Declarations admissible for other purposes as exceptions to the hearsay rule cannot be used as evidence aliunde for purposes of the co-conspirators exception. Such a declaration “nonetheless remains hearsay; the exception does not alter its hearsay character. The * * * statement does not, by definition, constitute nonhearsay evidence that might be sufficient to allow the introduction of hearsay under the co-conspirator exception.” (Emphasis in original.) The Second Circuit Review, 1973-4 Term, 41 Brooklyn L Rev 1183, 1206 (1975).
See also Jennings, Right to Confrontation, supra, p 755.
The reason for such holdings is apparent. If accomplice testimony is regarded as so unreliable that it must be corroborated by independent evidence, it would undermine the policy requiring corroboration to allow that precondition to admissibility to be satisfied by evidence having the same infirmity.
The analogy to the rules making inadmissible extrajudicial statements of the defendant and of a co-participant unless corroborated by independent proof is apparent.
Another witness, the cook, testified that when Boldin entered the restaurant, there were no black male customers around 19 years of age.
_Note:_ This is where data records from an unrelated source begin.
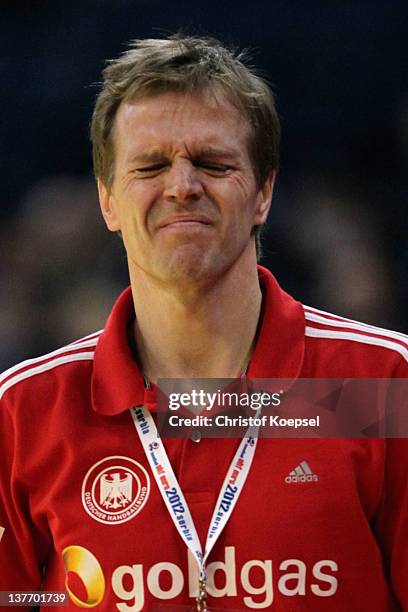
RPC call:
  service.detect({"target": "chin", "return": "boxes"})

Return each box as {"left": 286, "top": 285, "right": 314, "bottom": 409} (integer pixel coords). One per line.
{"left": 159, "top": 250, "right": 220, "bottom": 284}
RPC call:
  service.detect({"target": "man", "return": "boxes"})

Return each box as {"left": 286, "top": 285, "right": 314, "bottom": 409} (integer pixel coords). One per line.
{"left": 0, "top": 34, "right": 407, "bottom": 611}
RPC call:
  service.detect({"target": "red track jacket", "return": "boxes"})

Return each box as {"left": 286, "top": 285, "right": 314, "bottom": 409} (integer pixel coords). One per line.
{"left": 0, "top": 266, "right": 407, "bottom": 610}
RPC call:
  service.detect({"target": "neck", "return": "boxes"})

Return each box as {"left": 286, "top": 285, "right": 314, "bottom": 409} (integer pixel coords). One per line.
{"left": 130, "top": 256, "right": 262, "bottom": 383}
She further testified that after discussing possible employment with Stewart, Boldin left the restaurant and an hour later returned with a young man “around maybe 18 or 19“; when Boldin returned, the waitress who testified had left work; after Boldin arrived the second time Stewart returned to the restaurant and went to the kitchen, but did not call anyone to join him; Stewart did not talk to anyone named “Junior” and did not talk with the young man who was with Boldin; the young man and Boldin were “laughing and talking and playing records“.
The information named Stewart and “John Doe alias ‘Junior’ (whose real name is unknown but whose person is well known)“. Two and one-half years after Stewart was convicted, the information was dismissed as to “Junior” on the prosecutor‘s motion representing: “Unable to locate this subject.” The record does not show what efforts if any were exerted by the prosecutor to identify and locate “Junior“.
“The first night, then, I went to sleep on the sand, a thousand miles from any human habitation. I was more isolated than a shipwrecked sailor on a raft in the middle of the ocean. Thus you can imagine my amazement, at sunrise, when I was awakened by an odd little voice. It said:
“‘If you please—draw me a sheep!’ * * *
“And that is how I made the acquaintance of the little prince.” Saint-Exupéry, The Little Prince (Harcourt, Brace & World, Inc., 1943), pp 9, 13.